Visuellement, le film est une réussite. Le directeur de la photographie Steve Yedlin baigne l'église dans des tons gris pierre froids, interrompus par des rayons de lumière surnaturels, et met en scène les séquences de souvenirs de Jud Duplencity avec des fioritures expressionnistes : les coups de poing résonnent dans une obscurité vide ; les hymnes se transforment en chants funèbres ; les couloirs de l'église s'étirent comme les couloirs du subconscient. La conception artistique de Rick Heinrichs transforme Our Lady of Perpetual Fortitude en un personnage à part entière, un lieu où la piété et la décadence coexistent, où l'architecture elle-même semble conspirer dans des demi-vérités. La structure méticuleuse de Johnson, toujours consciente des mécanismes classiques du genre et toujours prête à les subvertir, utilise cet univers pour brouiller la frontière entre les intrigues humaines et l'ambiguïté divine.Lle film semble redevable à Edgar Poe dans son sentiment de terreur persistante.

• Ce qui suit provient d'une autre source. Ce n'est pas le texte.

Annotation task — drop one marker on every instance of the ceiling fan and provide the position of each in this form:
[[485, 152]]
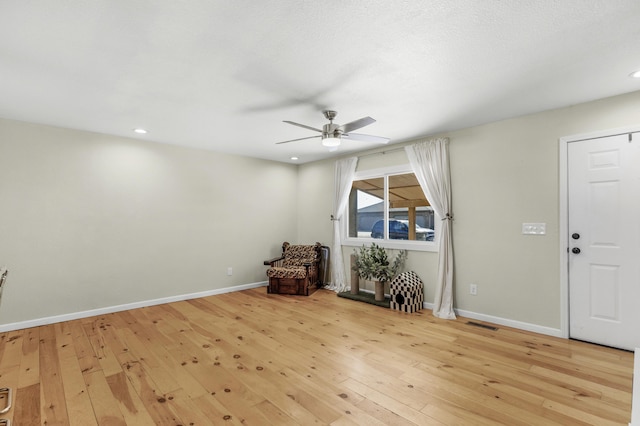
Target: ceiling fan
[[332, 134]]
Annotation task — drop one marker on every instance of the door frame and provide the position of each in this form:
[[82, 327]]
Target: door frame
[[563, 229]]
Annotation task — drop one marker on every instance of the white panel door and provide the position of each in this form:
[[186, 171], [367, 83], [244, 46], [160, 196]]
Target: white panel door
[[604, 240]]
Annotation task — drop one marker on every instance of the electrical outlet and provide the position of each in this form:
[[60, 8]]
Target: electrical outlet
[[534, 228]]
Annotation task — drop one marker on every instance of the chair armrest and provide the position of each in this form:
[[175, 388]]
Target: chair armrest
[[270, 262]]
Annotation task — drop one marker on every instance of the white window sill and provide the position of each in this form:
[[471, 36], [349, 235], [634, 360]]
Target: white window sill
[[432, 246]]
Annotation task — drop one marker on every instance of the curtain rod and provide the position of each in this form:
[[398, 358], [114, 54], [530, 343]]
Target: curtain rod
[[382, 152]]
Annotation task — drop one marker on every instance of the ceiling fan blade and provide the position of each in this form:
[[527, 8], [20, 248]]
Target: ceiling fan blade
[[365, 121], [299, 139], [302, 125], [365, 138]]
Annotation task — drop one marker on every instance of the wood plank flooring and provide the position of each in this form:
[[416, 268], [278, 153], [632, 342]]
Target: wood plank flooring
[[249, 358]]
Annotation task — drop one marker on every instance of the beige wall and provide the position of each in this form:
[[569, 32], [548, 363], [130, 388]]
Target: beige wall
[[90, 221], [503, 174]]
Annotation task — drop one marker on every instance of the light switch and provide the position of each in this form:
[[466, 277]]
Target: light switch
[[534, 228]]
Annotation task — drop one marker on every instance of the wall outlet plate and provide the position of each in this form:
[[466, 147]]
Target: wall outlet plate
[[534, 228]]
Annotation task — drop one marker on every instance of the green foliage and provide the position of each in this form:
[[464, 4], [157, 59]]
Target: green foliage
[[373, 263]]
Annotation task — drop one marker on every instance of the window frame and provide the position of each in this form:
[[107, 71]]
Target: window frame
[[385, 172]]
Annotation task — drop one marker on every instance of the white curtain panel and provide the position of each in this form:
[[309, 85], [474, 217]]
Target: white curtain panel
[[345, 171], [430, 163]]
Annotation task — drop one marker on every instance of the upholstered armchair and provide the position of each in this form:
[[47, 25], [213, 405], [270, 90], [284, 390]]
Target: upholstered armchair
[[296, 271]]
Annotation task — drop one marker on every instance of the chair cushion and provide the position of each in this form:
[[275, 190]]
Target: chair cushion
[[298, 255], [288, 272]]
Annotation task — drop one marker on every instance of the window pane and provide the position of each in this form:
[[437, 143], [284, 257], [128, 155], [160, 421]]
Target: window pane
[[410, 215], [366, 207]]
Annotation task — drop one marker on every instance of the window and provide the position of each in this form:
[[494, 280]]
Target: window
[[388, 207]]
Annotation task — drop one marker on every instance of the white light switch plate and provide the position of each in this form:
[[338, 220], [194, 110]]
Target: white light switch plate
[[534, 228]]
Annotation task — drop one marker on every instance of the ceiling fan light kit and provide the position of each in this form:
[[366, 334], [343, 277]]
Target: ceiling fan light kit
[[330, 141], [332, 134]]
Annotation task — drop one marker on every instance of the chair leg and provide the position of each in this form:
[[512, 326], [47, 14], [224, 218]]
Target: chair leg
[[6, 391]]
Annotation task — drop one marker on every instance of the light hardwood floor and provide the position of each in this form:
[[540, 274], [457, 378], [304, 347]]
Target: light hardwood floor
[[255, 359]]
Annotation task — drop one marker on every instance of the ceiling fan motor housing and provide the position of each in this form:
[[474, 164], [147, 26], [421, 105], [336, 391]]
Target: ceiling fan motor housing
[[331, 131]]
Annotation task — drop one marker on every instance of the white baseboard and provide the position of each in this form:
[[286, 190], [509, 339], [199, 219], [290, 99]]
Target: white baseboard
[[110, 309], [555, 332]]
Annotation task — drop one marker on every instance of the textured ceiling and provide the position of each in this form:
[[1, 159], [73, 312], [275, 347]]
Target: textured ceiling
[[222, 75]]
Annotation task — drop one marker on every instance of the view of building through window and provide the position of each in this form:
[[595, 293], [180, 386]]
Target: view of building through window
[[396, 201]]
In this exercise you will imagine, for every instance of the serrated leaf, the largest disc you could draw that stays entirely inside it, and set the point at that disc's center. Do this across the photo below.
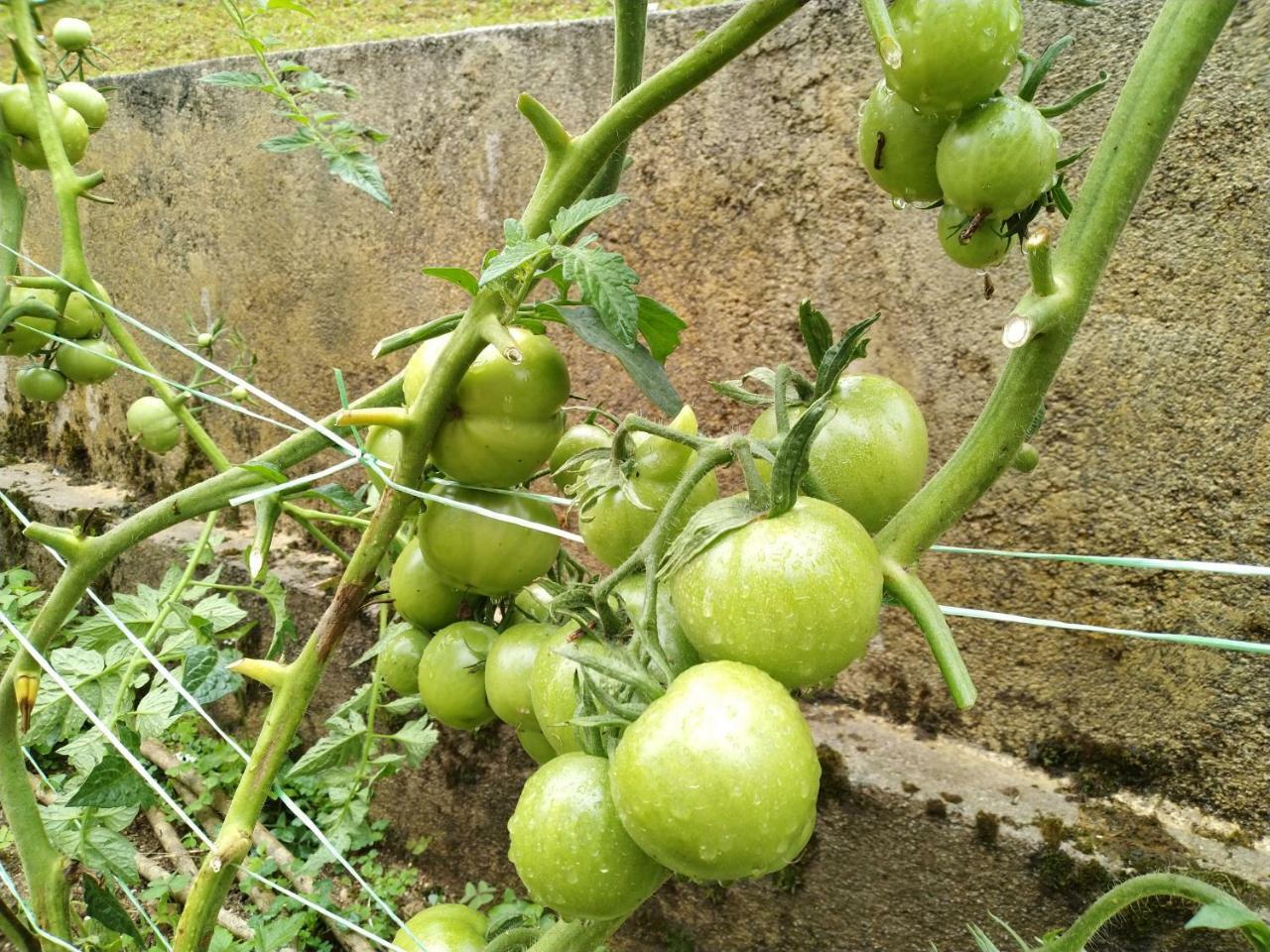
(706, 527)
(104, 907)
(640, 366)
(579, 213)
(511, 258)
(113, 782)
(659, 326)
(607, 285)
(458, 277)
(206, 678)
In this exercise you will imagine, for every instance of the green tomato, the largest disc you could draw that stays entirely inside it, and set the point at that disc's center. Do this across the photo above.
(575, 439)
(154, 424)
(613, 527)
(86, 361)
(475, 552)
(670, 634)
(987, 246)
(447, 927)
(594, 871)
(552, 688)
(86, 100)
(870, 451)
(536, 746)
(41, 384)
(506, 417)
(953, 54)
(717, 778)
(80, 317)
(507, 673)
(897, 146)
(795, 595)
(398, 661)
(1000, 157)
(451, 680)
(72, 35)
(420, 594)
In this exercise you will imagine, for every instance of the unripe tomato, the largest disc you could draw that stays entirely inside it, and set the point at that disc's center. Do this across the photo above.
(987, 246)
(420, 593)
(451, 680)
(506, 417)
(613, 527)
(507, 673)
(398, 661)
(795, 595)
(72, 35)
(86, 361)
(594, 871)
(86, 100)
(953, 54)
(717, 778)
(80, 317)
(897, 146)
(475, 552)
(553, 690)
(447, 927)
(154, 424)
(575, 439)
(1000, 157)
(670, 634)
(41, 384)
(535, 744)
(870, 451)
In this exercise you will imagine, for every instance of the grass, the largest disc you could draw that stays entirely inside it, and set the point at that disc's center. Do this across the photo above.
(141, 35)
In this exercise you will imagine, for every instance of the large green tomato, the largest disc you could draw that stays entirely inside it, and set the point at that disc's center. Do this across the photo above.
(475, 552)
(670, 634)
(86, 100)
(451, 680)
(154, 424)
(717, 778)
(795, 595)
(575, 439)
(897, 146)
(953, 54)
(570, 848)
(398, 661)
(552, 688)
(506, 417)
(507, 673)
(420, 594)
(613, 527)
(86, 361)
(447, 927)
(1000, 157)
(869, 454)
(41, 384)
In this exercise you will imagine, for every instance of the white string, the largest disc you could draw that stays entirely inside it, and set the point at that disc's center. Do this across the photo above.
(1183, 565)
(307, 821)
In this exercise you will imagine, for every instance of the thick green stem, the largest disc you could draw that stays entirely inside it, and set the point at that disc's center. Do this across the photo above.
(1128, 892)
(1152, 96)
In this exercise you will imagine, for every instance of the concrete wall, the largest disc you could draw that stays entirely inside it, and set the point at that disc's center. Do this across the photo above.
(747, 197)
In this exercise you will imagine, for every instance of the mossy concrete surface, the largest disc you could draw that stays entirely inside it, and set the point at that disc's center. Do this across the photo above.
(747, 197)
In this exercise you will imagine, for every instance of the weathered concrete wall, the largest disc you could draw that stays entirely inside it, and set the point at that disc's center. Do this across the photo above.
(747, 197)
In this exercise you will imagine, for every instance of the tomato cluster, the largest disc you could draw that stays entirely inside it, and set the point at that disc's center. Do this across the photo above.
(939, 130)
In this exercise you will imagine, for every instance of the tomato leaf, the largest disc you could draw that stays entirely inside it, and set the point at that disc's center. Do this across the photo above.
(659, 326)
(642, 367)
(706, 527)
(606, 282)
(816, 330)
(105, 909)
(458, 277)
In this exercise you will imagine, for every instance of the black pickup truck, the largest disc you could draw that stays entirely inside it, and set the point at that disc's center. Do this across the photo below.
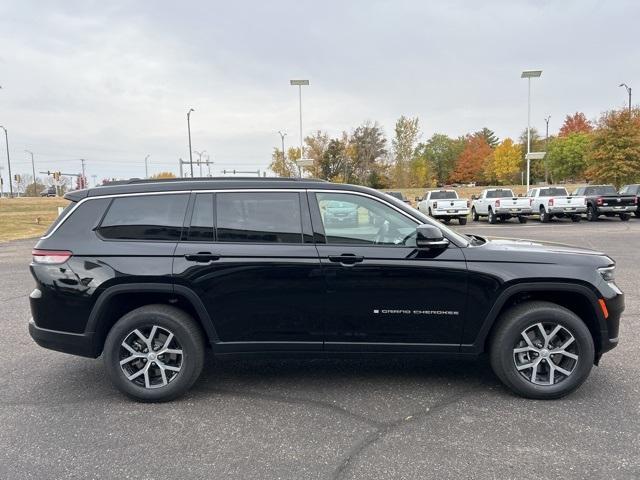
(605, 200)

Si Glass Onion : une histoire à couteaux tirés (Glass Onion: A Knives Out Mystery) était une farce ensoleillée et À couteaux tirés (Knives Out) un puzzle automnal vif, Wake Up Dead Man : Une histoire à couteaux tirés (Wake Up Dead Man: A Knives Out Mystery) est l'hiver : cru, glacial et palpitant de la douleur de l'épuisement moral. Ce n'est pas le volet le plus drôle de la saga, ni le plus audacieux sur le plan structurel, mais c'est le plus marquant. Son cœur appartient à Jud Duplencity, un homme qui tente désespérément d'être bon, de réécrire la violence de son passé, d'offrir aux autres la grâce qu'il ne s'accorde pas pleinement à lui-même. La performance de Josh O'Connor est révélatrice, oscillant sans effort entre une physicalité burlesque, des confessions émouvantes et des flashs du boxeur qu'il était autrefois. Son alchimie avec Craig est merveilleuse : la confiance flamboyante de Benoit Blanc s'adoucit en présence de Jud Duplencity, comme si le détective lui aussi ressentait l'attraction de quelque chose de plus grand que la déduction.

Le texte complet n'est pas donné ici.